Queste le parole di Carlo Ancelotti alla fine della gara: “Nel primo tempo l’Inter ha pressato alto e siamo andati in difficoltà. Nel secondo però abbiamo fatto meglio ed eravamo in totale controllo della partita. Abbiamo chiesto alla Procura federale tre volte la sospensione della partita, Koulibaly si è innervosito, è normale. Solitamente è educato e professionale.

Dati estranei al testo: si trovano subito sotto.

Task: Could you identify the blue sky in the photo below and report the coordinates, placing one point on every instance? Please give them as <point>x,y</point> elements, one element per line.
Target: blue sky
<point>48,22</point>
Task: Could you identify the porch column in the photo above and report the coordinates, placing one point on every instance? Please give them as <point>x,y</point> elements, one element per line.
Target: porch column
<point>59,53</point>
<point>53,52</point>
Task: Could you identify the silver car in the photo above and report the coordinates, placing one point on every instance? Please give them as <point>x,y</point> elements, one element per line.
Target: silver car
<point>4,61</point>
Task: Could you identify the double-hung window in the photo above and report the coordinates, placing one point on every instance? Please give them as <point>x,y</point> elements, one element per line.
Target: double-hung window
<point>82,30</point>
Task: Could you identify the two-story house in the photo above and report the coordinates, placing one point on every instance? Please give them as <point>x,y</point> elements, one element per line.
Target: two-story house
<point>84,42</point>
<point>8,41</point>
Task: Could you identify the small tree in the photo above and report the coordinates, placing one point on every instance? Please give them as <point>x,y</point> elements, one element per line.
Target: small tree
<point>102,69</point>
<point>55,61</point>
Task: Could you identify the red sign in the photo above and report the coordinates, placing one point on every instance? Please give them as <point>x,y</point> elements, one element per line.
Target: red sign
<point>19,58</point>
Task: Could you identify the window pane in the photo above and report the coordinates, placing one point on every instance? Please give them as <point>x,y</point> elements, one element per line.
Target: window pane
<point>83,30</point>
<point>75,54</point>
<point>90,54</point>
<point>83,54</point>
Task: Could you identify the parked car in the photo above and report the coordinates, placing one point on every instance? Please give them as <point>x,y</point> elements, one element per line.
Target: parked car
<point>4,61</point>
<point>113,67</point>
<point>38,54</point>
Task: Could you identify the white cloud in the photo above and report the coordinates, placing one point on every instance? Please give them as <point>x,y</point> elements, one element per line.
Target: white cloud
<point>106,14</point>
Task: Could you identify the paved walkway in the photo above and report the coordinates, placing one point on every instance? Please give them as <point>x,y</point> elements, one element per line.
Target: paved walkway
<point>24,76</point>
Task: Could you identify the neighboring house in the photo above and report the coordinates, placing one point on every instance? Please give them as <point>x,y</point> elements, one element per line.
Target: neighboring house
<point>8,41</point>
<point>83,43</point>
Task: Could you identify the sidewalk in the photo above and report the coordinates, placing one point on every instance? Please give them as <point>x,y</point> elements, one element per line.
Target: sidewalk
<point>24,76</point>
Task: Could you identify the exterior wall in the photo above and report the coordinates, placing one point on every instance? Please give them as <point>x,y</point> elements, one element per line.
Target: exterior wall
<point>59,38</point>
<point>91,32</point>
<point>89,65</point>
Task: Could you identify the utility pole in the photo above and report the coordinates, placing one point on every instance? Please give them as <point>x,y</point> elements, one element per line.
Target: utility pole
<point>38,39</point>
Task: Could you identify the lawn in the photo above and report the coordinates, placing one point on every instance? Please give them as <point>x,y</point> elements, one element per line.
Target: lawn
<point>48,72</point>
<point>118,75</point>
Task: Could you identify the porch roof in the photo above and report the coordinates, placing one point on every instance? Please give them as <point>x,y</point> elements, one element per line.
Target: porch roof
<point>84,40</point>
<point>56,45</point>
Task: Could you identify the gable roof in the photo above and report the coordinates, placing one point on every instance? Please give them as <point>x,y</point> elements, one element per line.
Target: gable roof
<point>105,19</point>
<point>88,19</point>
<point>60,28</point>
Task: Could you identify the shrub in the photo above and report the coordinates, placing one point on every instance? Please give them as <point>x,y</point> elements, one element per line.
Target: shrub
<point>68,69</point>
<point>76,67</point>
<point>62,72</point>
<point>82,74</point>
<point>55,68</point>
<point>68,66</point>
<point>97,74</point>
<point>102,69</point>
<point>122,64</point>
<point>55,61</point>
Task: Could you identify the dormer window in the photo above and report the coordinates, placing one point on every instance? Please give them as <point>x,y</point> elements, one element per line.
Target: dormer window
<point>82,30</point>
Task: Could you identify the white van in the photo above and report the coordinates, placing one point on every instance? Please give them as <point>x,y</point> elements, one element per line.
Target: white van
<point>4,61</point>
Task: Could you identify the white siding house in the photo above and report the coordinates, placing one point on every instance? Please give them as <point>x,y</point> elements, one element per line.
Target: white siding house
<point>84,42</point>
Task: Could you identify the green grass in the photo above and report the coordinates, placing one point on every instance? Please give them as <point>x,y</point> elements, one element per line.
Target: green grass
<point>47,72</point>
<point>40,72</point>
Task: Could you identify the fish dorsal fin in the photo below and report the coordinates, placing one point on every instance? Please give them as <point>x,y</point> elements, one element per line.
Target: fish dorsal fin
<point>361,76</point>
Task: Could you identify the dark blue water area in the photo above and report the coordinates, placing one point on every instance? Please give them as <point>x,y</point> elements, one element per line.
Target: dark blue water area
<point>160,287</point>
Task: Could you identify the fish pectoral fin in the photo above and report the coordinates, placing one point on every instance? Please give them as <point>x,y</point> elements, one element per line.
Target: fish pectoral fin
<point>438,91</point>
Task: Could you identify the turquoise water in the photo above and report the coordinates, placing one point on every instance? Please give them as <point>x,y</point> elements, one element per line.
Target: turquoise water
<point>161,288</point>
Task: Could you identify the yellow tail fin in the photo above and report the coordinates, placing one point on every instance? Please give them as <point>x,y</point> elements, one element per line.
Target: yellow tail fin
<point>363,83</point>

Hanno fatto tre annunci a San Siro, ma non si è fatto niente di più”.

Pagelle Inter

Handanovic 6,5: due buone respinte e miracolo finale che salva la frittata in superiorità numerica.

D’Ambrosio 6: serata impegnativa, lui fa quel che può senza demeritare.

de Vrij 6,5: attento e puntuale, partita sicura, rimedia agli errori visti col Chievo.

Skriniar 7: solito muro invalicabile, ci piazza anche qualche galoppata in avanti, lui c’è sempre.

Asamoah 7: gran partita dell’esterno, una sicurezza sulla sinistra e poi miracoloso sulla linea a evitare una beffa che avrebbe avuto dell’incredibile.

B.Valero 6: qualche imprecisione nel traffico ma è l’unico che prova a dare un po’ d’ordine in mezzo (dal 19′ del s.t. Vecino 6: mette quantità e presenza in mezzo all’area).

Brozovic 5,5: periodo di flessione per Epic Brozo, impreciso e quasi svogliato, ennesimo giallo rimediato che gli costerà la squalifica.

Joao Mario 6,5: altra prestazione convincente, gran qualità, ottime giocate che danno superiorità alla squadra. Se solo mettesse un po’ più di cattiveria davanti (dal 38′ del s.t. L. Martinez 7: finalmente un gol pesantissimo e di piede, lucido nel colpire al momento giusto).

Politano 6: non il solito, anche lui forse paga un po’ di stanchezza, l’impegno c’è sempre e anche qualche cross velenoso.

Icardi 6,5: da qualche partita a questa parte migliora sempre più, viene a prendersi la palla e fa assist ai compagni. Ottimi segnali per il capitano.

Perisic 5,5: buon inizio ma si spegne col passare dei minuti fino a scendere nella solita anonima prestazione (dal 29′ del s.t. Keita 6,5: dal suo piede nasce l’azione del gol, più brillantezza con lui in campo).

Spalletti 6,5: nelle serate che contano la sua Inter c’è sempre, deve portare lo stesso livello in tutte le partite.

Pagelle Napoli

Meret 6: poco impegnato, sul gol non può nulla.

Callejon 6: non aveva deluso anche da terzino, l’infortunio di Hamsik lo riporta dove gli compete, lui prova a pungere senza troppa fortuna.

Albiol 6: prova arcigna, sempre pronto alla battaglia pur con qualche sbavatura.

Koulibaly 5,5: il voto è la media tra la prova straordinaria fatta e la sciocchezza che gli è valsa l’espulsione. Fino a quel momento migliore in campo, il suo rosso, però, costa la partita al Napoli.

M.Rui 5,5: troppi errori sulla sinistra, Politano guizza e lui fa quel che può (dal 33′ del s.t. Ghoulam s.v.).

F.Ruiz 5,5: non il solito, anche lui sbaglia qualche pallone di troppo.

Hamsik 6: venti minuti ordinati, senza sbavature, i suoi muscoli poi lo tradiscono (dal 24′ del p.t. Maksimovic 6,5: entra bene in partita e mette la museruola a Perisic).

Allan 5,5: buon primo tempo, nella ripresa perde molti palloni e rimedia anche un giallo, double face.

Zielinski 6,5: forse il migliore in mezzo al campo, lucido e pronto, Asamoah gli cancella quello che sarebbe stato probabilmente il gol vittoria.

Insigne 4,5: già era stata una delle sue più brutte partite, la conclude con il rosso, di male in peggio.

Milik 5,5: corre e si impegna ma di fatto non crea nessun grattacapo alla difesa dell’Inter (dal 26′ del s.t. Mertens 5,5: non dà quello che ci si aspettava).

Ancelotti 5,5: il suo Napoli forse delude nelle partite più importanti, bisognerà lavorarci su.